Calote com outro nome

SÃO PAULO - Devagarinho, com muito pudor, vai voltando à agenda latino-americana um clássico dos anos 70: pagar ou não a dívida (interna ou externa).
Sinais mais recentes: o presidente do Peru, Alejandro Toledo, sugere que 20% do que os países latino-americanos pagam sirva para formar um fundo destinado a financiar obras de infra-estrutura.
Traduzindo: não dá para pagar a dívida e, ao mesmo tempo, cuidar da infra-estrutura.
Sinal 2: o discurso em que o presidente da Argentina, Néstor Kirchner, volta à retórica que usaria Tancredo Neves no discurso da posse que não houve. Algo na linha de não dá para pagar a dívida à custa da fome do povo. É uma frase clássica, que ficou esquecida nos longos anos de messianismo neoliberal.

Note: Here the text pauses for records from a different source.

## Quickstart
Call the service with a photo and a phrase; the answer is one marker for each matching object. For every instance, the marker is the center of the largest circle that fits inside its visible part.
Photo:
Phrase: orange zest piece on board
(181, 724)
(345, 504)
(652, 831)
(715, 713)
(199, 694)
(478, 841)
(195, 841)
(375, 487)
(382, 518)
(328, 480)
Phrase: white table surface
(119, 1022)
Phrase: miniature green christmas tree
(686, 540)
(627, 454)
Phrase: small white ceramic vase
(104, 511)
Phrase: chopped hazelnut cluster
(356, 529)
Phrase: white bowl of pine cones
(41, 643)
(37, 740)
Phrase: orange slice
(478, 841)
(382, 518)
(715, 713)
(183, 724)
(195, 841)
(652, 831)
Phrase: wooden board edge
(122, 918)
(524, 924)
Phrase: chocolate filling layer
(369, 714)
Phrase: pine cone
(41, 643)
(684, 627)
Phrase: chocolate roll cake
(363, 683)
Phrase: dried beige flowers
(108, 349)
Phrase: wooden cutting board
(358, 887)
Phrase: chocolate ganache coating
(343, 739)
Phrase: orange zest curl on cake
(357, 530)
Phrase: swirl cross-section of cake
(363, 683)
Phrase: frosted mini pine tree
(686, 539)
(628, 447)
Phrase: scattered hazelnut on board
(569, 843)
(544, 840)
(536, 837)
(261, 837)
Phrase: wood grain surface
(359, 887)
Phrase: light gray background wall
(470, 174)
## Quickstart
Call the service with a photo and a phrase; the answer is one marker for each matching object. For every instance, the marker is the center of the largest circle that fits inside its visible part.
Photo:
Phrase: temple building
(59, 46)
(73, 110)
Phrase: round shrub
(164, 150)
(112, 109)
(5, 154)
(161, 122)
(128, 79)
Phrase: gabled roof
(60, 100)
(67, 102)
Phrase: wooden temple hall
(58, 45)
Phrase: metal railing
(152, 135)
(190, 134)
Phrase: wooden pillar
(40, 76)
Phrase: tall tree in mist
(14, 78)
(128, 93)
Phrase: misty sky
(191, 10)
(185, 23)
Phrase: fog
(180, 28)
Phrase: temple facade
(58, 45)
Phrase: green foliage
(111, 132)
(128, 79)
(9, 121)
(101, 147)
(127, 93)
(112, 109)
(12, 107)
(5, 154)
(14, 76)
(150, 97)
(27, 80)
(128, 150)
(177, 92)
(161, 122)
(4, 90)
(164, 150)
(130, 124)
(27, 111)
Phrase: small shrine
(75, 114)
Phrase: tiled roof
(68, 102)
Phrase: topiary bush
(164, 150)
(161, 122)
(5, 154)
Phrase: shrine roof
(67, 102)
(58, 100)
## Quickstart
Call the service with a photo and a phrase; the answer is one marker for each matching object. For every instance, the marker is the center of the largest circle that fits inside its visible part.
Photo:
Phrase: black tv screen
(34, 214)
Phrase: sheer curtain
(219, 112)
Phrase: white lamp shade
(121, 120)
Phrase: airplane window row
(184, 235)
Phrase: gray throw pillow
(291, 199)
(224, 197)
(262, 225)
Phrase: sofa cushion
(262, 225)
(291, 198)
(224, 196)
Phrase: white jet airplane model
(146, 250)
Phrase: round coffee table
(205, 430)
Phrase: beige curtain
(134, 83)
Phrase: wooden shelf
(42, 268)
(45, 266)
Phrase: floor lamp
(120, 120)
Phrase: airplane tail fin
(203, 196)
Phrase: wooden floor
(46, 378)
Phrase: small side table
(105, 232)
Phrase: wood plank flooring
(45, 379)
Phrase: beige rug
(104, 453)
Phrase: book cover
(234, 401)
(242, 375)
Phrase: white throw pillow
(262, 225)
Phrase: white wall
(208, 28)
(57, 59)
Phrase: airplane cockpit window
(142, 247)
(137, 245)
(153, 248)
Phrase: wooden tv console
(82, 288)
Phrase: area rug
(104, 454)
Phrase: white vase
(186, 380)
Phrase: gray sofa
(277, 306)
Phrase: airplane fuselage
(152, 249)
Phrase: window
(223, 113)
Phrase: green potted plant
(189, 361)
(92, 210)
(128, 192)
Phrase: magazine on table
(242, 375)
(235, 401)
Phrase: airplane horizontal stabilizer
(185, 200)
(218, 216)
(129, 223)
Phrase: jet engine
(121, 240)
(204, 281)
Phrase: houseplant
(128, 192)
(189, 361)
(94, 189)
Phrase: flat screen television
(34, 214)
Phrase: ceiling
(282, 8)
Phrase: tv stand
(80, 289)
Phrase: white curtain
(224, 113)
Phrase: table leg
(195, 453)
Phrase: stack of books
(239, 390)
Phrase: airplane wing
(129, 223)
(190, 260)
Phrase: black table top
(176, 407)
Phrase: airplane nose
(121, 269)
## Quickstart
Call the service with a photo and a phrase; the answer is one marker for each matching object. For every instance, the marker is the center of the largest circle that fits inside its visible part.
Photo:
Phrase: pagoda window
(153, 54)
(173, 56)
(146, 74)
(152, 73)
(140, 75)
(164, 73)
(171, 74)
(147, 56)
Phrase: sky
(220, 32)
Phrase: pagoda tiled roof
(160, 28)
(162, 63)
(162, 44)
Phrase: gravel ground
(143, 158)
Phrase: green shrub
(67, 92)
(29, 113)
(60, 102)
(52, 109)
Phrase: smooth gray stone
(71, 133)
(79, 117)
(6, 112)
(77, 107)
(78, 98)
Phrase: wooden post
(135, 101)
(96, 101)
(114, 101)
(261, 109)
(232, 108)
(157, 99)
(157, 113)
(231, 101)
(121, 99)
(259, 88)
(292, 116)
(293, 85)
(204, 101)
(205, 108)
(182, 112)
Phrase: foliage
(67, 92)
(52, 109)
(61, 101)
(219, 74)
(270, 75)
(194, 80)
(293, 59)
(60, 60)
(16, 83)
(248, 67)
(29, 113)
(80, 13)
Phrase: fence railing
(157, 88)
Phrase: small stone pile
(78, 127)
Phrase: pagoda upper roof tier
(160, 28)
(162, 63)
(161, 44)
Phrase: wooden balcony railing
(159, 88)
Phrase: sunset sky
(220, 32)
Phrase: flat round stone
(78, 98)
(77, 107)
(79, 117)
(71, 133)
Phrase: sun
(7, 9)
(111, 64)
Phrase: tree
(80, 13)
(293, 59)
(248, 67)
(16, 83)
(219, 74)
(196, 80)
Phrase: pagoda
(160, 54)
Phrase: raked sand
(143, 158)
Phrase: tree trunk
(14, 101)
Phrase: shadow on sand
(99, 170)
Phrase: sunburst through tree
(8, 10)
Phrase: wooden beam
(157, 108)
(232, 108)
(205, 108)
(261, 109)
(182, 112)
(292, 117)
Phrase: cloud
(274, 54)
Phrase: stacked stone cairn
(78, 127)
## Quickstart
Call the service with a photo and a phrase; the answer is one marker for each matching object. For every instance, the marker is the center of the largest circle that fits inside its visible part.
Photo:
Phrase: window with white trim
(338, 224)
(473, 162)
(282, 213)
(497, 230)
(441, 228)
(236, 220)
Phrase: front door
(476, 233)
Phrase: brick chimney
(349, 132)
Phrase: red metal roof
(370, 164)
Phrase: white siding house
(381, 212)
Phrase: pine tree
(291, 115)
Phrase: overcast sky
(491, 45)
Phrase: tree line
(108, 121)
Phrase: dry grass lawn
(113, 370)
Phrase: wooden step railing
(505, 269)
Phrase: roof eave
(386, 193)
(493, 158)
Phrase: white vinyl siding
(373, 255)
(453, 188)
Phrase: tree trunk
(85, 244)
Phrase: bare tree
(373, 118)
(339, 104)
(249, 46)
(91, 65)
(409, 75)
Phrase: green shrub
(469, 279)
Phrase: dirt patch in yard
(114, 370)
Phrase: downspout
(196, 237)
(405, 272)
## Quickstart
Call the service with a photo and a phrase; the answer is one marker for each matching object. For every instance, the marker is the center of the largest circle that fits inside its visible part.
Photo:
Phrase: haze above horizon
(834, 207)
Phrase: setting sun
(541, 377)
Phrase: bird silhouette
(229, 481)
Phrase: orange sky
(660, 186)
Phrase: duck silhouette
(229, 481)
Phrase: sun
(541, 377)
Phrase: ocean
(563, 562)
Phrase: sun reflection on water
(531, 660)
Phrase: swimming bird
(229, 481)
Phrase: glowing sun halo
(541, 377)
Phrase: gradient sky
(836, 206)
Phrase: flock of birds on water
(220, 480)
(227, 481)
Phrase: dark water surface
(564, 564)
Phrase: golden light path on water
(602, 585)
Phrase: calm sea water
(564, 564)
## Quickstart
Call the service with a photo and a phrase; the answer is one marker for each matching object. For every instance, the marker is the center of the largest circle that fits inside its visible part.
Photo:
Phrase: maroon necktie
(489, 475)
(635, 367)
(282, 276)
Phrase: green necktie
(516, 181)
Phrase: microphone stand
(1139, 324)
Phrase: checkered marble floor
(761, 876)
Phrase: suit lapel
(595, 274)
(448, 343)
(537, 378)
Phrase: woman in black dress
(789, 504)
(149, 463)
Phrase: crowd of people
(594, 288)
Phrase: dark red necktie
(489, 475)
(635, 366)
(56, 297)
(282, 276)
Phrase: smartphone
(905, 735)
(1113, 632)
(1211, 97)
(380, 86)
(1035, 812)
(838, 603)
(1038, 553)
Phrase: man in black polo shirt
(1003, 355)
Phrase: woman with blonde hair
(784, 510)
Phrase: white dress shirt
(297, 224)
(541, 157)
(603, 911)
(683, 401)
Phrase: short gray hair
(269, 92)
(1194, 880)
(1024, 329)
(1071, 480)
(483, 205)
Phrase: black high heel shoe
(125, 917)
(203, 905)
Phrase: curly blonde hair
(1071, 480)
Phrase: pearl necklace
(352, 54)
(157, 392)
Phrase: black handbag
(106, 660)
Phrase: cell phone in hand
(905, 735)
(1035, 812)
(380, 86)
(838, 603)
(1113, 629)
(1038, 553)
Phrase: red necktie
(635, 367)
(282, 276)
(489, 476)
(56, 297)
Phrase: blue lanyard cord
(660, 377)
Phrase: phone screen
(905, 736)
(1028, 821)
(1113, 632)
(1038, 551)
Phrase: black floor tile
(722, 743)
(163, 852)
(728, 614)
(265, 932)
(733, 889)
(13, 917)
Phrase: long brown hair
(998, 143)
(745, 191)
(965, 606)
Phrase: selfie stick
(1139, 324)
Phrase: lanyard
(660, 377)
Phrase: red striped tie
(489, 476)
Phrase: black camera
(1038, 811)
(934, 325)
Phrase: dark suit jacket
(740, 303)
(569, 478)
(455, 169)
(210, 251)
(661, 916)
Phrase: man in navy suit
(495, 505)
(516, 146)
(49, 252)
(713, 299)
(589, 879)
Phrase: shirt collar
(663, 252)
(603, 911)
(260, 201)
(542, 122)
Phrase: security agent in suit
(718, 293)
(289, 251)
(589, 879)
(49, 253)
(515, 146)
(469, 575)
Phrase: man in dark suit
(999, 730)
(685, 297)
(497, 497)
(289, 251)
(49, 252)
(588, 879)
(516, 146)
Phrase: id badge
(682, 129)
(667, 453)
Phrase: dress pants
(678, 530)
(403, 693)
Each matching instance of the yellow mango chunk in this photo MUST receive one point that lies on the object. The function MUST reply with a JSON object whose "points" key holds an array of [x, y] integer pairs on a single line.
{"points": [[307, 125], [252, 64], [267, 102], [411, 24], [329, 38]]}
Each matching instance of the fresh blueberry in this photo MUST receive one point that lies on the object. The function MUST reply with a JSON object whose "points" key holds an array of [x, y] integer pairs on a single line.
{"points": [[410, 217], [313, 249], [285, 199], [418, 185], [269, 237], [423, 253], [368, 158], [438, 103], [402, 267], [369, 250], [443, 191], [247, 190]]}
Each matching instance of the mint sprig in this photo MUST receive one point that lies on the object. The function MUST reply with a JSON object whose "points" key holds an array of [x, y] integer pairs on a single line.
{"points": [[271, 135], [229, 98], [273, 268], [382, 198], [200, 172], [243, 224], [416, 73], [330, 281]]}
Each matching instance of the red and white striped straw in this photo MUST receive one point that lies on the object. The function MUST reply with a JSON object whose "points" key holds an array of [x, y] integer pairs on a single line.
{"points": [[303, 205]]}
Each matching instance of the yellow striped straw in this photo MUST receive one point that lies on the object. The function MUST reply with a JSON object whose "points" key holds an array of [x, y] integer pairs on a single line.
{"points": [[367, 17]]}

Volta agora que o messianismo mostrou-se insuficiente ou fracassado, ao gosto de cada qual.
No Brasil, na semana passada, o Ministério da Justiça lançou o balão de ensaio da taxação sobre empresas privadas de segurança, para financiar uma força-tarefa de combate ao crime organizado.
Aí também está a confissão quase explícita de que, com o que sobra do superávit fiscal a que se comprometeu o governo Lula, não dá para combater o crime organizado. Logo, ou se reduz o superávit, de forma a liberar dinheiro para uma necessidade absolutamente inadiável, ou o crime organizado continuará lampeiro por aí. Esse é o recado subliminar.
O que tem isso a ver com a dívida? Tudo. O superávit é feito para que os credores durmam tranquilos, na certeza de que o governo vai pagar tudinho, religiosamente.
Cedo ou tarde, vai-se verificar que não dá para pagar a dívida nos termos vigentes e ainda combater o crime organizado, sem falar todos os outros combates pendentes, no Brasil como na América Latina.
Não é uma questão ideológica, mas de aritmética pura: as necessidades superam os meios.